Model selection criteria are rules used to select the best statistical model among a set of candidate models, striking a trade-off between goodness of fit and model complexity. Most popular model selection criteria measure the goodness of fit trough the model log-likelihood function, yielding to non-robust criteria. This paper presents a new family of robust model selection criteria for independent but not identically distributed observations (i.n.i.d.o.) based on the R\'enyi's pseudodistance (RP). The RP-based model selection criterion is indexed with a tuning parameter $\alpha$ controlling the trade-off between efficiency and robustness. Some theoretical results about the RP criterion are derived and the theory is applied to the multiple linear regression model, obtaining explicit expressions of the model selection criterion.

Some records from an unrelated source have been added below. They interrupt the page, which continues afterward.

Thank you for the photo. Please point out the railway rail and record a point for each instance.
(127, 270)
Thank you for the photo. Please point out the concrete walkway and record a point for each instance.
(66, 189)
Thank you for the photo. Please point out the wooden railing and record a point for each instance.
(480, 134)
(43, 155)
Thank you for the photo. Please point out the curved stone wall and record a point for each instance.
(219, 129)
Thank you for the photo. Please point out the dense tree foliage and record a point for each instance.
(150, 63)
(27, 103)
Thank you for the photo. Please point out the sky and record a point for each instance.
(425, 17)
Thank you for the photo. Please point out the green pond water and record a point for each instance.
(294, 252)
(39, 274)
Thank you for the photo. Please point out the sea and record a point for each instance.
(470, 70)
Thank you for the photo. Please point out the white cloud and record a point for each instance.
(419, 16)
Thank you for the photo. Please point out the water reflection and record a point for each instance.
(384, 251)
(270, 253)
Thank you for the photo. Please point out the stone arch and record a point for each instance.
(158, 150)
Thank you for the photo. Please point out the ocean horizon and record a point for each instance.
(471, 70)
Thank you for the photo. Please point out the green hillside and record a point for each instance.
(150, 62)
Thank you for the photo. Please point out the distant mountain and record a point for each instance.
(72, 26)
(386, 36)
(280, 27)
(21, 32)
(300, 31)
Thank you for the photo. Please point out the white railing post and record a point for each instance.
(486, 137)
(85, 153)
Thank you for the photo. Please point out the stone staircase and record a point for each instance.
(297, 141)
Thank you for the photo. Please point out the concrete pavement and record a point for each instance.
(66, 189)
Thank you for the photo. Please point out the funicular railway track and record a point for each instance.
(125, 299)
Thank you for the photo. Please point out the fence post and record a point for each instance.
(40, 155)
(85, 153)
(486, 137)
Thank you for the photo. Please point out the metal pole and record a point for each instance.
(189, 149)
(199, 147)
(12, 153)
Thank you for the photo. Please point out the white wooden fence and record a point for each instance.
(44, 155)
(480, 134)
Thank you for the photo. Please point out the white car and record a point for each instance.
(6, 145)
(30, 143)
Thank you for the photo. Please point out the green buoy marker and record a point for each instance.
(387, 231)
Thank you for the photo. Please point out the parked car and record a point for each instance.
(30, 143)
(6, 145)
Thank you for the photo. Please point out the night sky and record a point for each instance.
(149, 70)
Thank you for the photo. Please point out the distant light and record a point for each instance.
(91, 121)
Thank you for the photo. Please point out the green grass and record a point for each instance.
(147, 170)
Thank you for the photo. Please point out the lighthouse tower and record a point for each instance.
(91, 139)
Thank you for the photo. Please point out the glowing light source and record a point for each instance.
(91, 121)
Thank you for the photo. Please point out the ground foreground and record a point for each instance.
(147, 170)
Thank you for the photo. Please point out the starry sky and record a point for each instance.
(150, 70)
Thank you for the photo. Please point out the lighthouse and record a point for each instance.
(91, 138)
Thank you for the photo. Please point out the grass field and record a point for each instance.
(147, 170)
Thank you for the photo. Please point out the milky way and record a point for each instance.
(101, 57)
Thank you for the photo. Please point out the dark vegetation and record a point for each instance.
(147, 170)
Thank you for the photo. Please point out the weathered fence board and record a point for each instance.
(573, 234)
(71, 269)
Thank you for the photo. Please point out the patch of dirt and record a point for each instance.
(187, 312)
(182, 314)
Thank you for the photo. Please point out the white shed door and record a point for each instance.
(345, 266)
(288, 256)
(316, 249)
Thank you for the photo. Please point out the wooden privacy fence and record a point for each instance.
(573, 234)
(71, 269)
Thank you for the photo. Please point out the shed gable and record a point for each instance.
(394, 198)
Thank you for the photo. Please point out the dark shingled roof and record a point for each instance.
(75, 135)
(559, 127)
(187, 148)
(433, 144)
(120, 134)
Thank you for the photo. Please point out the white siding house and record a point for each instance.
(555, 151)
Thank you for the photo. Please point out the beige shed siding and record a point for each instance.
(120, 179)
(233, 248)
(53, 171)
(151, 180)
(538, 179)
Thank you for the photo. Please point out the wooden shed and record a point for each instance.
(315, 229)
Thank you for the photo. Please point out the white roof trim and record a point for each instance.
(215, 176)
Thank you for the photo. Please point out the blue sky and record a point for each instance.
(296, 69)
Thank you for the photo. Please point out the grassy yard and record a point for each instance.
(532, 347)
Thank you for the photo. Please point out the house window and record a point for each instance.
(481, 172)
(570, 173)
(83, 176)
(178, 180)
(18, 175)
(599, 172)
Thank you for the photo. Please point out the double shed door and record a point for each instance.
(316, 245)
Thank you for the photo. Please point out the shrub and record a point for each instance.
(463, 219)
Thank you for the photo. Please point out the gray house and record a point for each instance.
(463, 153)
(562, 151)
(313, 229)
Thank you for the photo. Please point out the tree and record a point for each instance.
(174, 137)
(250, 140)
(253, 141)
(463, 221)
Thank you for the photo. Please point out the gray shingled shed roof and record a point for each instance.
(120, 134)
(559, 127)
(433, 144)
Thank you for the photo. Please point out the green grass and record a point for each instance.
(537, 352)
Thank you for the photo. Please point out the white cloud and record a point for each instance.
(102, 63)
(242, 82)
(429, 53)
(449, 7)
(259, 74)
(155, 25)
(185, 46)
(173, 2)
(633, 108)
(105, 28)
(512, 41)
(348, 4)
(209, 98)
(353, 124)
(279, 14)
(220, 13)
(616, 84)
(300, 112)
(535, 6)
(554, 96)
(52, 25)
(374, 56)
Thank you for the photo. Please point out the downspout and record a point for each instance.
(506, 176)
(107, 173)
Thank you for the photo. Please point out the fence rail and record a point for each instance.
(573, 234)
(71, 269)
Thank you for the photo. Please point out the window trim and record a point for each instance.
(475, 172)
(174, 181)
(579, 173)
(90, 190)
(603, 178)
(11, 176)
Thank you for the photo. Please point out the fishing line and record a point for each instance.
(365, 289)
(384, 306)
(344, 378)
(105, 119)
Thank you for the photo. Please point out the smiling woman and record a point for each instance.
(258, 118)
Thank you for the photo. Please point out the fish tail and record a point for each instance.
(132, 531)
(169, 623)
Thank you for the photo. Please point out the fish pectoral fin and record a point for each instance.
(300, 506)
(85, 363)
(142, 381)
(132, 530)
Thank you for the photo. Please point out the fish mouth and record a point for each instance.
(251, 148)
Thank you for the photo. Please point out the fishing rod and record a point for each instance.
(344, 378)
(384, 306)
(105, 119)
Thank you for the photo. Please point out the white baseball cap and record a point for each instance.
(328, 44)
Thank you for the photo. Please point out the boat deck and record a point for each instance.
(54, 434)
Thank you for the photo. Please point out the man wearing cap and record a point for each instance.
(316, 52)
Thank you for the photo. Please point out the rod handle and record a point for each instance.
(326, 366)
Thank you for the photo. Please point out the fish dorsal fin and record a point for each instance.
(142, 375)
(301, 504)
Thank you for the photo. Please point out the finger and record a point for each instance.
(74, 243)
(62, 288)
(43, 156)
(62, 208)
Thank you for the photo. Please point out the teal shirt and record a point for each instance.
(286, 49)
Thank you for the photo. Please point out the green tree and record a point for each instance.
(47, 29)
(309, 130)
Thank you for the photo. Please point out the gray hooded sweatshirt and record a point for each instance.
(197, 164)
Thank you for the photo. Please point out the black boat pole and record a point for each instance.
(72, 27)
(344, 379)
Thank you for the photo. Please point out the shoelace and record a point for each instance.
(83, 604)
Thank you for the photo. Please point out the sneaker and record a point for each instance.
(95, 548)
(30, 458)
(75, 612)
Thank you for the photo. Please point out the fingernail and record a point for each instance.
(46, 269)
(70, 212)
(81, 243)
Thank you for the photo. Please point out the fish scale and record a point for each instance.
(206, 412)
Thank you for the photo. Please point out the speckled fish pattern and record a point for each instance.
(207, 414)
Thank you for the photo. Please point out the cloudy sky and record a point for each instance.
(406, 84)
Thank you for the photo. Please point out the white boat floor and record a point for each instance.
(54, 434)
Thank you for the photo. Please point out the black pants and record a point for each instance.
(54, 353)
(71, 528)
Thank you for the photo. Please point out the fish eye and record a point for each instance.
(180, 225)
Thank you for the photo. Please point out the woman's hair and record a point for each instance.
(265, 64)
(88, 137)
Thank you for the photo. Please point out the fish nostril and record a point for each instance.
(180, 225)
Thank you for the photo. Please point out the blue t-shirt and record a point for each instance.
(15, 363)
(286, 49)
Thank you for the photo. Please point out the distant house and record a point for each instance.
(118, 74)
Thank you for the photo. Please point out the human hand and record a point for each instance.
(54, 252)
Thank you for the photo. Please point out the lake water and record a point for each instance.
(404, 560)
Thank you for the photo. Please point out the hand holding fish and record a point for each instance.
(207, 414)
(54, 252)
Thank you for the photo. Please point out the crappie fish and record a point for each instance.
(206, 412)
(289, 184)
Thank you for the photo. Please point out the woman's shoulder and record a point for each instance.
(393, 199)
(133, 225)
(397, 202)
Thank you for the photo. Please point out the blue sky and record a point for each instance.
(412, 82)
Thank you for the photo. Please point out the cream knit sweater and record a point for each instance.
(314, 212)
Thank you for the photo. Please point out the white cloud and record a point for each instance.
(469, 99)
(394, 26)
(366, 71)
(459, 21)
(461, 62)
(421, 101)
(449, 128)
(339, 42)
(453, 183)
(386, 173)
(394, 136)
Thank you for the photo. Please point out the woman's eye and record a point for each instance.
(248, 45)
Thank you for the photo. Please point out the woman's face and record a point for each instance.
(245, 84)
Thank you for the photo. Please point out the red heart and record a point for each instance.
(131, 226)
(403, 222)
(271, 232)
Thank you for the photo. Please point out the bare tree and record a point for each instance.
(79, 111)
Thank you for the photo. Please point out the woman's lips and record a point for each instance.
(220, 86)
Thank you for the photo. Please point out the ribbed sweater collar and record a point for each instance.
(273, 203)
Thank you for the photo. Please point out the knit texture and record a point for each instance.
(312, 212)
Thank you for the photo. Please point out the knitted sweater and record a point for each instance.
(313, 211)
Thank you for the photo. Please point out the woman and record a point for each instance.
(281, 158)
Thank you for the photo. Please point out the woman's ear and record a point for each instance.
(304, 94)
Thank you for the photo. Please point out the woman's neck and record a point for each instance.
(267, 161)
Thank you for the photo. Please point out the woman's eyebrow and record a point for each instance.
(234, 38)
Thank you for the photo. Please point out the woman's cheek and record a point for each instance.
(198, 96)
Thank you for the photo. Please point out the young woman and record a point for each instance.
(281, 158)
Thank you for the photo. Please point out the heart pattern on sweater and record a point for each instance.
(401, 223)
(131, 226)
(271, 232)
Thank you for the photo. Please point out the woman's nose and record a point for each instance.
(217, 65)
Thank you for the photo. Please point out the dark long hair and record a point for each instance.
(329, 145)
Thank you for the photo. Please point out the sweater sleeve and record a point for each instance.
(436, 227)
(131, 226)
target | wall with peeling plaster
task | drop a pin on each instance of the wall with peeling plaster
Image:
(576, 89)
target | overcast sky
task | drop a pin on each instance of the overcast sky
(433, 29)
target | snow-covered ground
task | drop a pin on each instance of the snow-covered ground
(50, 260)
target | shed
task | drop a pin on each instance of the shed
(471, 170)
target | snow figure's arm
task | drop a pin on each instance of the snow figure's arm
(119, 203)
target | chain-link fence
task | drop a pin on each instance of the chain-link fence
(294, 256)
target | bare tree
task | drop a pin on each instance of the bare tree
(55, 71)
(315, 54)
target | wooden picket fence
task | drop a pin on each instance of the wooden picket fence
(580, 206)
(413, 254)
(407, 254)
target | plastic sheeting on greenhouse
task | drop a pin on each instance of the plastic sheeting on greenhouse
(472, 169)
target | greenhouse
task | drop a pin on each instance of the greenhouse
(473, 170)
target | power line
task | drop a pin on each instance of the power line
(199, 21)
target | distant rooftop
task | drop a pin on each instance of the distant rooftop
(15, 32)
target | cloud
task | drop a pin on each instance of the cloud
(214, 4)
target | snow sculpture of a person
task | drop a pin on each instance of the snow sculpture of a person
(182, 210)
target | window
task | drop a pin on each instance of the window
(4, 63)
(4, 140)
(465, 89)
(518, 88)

Moreover, restricted models are considered and explicit expressions under the multiple linear regression model with nested models are accordingly derived. Finally, a simulation study empirically illustrates the robustness advantage of the method.

翻译：模型选择准则是用于从一组候选模型中选取最优统计模型的规则，需在拟合优度与模型复杂度之间取得平衡。最常用的模型选择准则通过模型对数似然函数衡量拟合优度，导致其缺乏稳健性。本文针对独立但非同分布观测（i.n.i.d.o.）数据，提出一类基于Rényi伪距离（RP）的新型稳健模型选择准则族。该准则通过调整参数$\alpha$控制效率与稳健性之间的权衡。本文推导了RP准则的部分理论结果，并将其应用于多元线性回归模型，获得了模型选择准则的显式表达式。此外，考虑受限模型情形，并相应推导了嵌套模型下多元线性回归模型的显式表达式。最后，模拟研究通过实证展示了该方法的稳健性优势。